Sementara McNeill sedang dalam perjalanan menuju Bangkok, Qunun terjebak di sebuah hotel transit bandara dan takut dia akan dipaksa untuk penerbangan berikutnya, kembali ke Kuwait. Dia terus mengetwit dan juga berkorespondensi dengan Robertson dari Human Rights Watch.

Sekitar pukul 5 sore pada hari Minggu, dia dibawa keluar dari kamarnya oleh otoritas Thailand, namun kemudian diizinkan kembali bertahan di bandara.

"Dia merekam dua orang (otoritas) ini berbicara dengannya," kata Robertson. "Mereka mengatakan dengan sangat jelas bahwa Qunun akan dimasukkan ke penerbangan Kuwait Airways KU 412, berangkat (Senin) pukul 11.15 pagi."

Pada saat ini, outlet media global telah menangkap berita tersebut dan pejabat imigrasi Thailand membenarkan bahwa Qunun akan diusir pada Senin pagi.

Sekitar jam 01.00 Senin dini hari, Qunun memposting video dirinya mendorong meja untuk menghalangi pintu kamar hotelnya.

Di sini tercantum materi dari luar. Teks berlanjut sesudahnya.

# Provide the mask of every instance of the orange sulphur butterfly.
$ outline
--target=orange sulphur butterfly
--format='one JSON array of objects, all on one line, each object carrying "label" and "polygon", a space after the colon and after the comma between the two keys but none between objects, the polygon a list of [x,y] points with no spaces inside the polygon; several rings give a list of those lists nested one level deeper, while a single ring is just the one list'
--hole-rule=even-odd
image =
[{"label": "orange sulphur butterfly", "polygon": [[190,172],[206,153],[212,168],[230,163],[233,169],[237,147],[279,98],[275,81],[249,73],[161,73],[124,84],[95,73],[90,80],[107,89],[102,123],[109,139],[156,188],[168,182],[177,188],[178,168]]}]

McNeill tiba di Thailand pada Senin pagi dan berhasil menemui Qunun di kamar hotelnya.

"Ketika menjadi jelas bahwa dia tidak akan pergi, saya memutuskan bahwa penting untuk tetap tinggal dan seseorang mendokumentasikan apa yang sedang terjadi," kata McNeill.

Qunun menolak untuk membuka pintu ketika berbagai pejabat datang untuk mengawalnya ke penerbangan Kuwait Airways.

"Kami berada di dalam ruangan dan ada banyak orang yang datang ... Ada beberapa penutur bahasa Arab di antaranya, dan menggunakan bahasa yang mengancam mencoba memaksanya kembali ke pesawat," jelas McNeill.

Penerbangan ke Kota Kuwait akhirnya berangkat tanpa Qunun.


Otoritas Thailand Berubah Pikiran

Ilustrasi bendera Thailand (AP/Sakchai Lalit)

Pada Senin pukul 15.30 sore waktu setempat, Kepala Imigrasi Thailand Surachate Hakparn mengadakan konferensi pers di Bandara Internasional Suvarnabhumi, yang dihadiri oleh untuk puluhan perwakilan media Thailand dan internasional.

Setelah sehari bersikukuh bahwa Qunun harus dikirim kembali di bawah hukum Thailand, Surachate mengatakan dia tidak akan segera diusir karena bisa menyebabkannya dalam bahaya.

Perwakilan negara Komisi Tinggi untuk Pengungsi (UNHCR) PBB Giuseppe de Vincentiis tiba di Thailand sekitar pukul 17.00 sore pada hari yang sama, untuk bertemu dengan para pejabat Thailand dan Qunun sendiri.

Malam harinya, Surachate mengatakan kepada para jurnalis bahwa Qunun akan diizinkan untuk memasuki Thailand dan mengajukan suaka di negara ketiga.

Sehari setelahnya, UNHCR mengatakan bahwa akan membutuhkan waktu untuk memproses aplikasi Qunun, dan para pejabatnya terus menginterogasinya di lokasi yang dirahasiakan.